Nasr Esfahani , employing the Z potential technique, reported an FR value of 67.81% and a TQE in day 3 value of 45.83%. These results are similar to ours, with an FR value of 78.7%; however, his rate of TQE on day 3 is lower, which could be explained by the age of the patients in their study. It is important to highlight that Nasr Esfahani reaffirms what we found in andrology research, since all the parameters of embryo development studied showed significant difference compared to when only DGC is used in sperm selection.

CONCLUSIONS

Our results shown that the Z potential technique, per se is a very useful tool for sperm selection in assisted reproduction treatments; it significantly reduces the sperm DNA fragmentation index, regardless of the sample initial basal value, and improves the parameters of embryo development achieved with conventional techniques for seminal preparation.

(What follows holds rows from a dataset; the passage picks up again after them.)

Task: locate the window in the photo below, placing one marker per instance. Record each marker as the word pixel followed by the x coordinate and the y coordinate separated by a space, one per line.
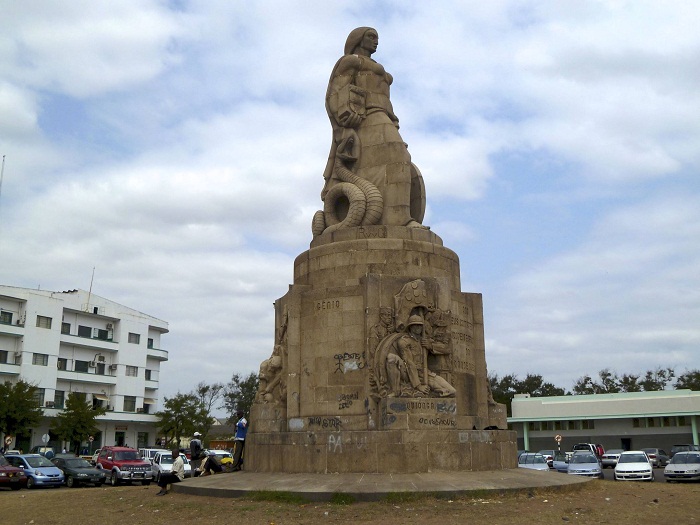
pixel 40 359
pixel 43 322
pixel 59 398
pixel 39 396
pixel 129 404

Hence, the Z potential technique is an option that could be considered routine due to several advantages in respect to other techniques (DGC, MACs, PICSI, IMSI, etc.), stressing its simplicity, processing velocity and low-cost of implementation and start-up.

This new tool could even replace a previous diagnosis of sperm DNA fragmentation index when couples have already opted for an IVF treatment, which would reduce costs for patients by giving them a better chance to success in their treatments, comparable to when more complex and more expensive techniques are used for sperm selection.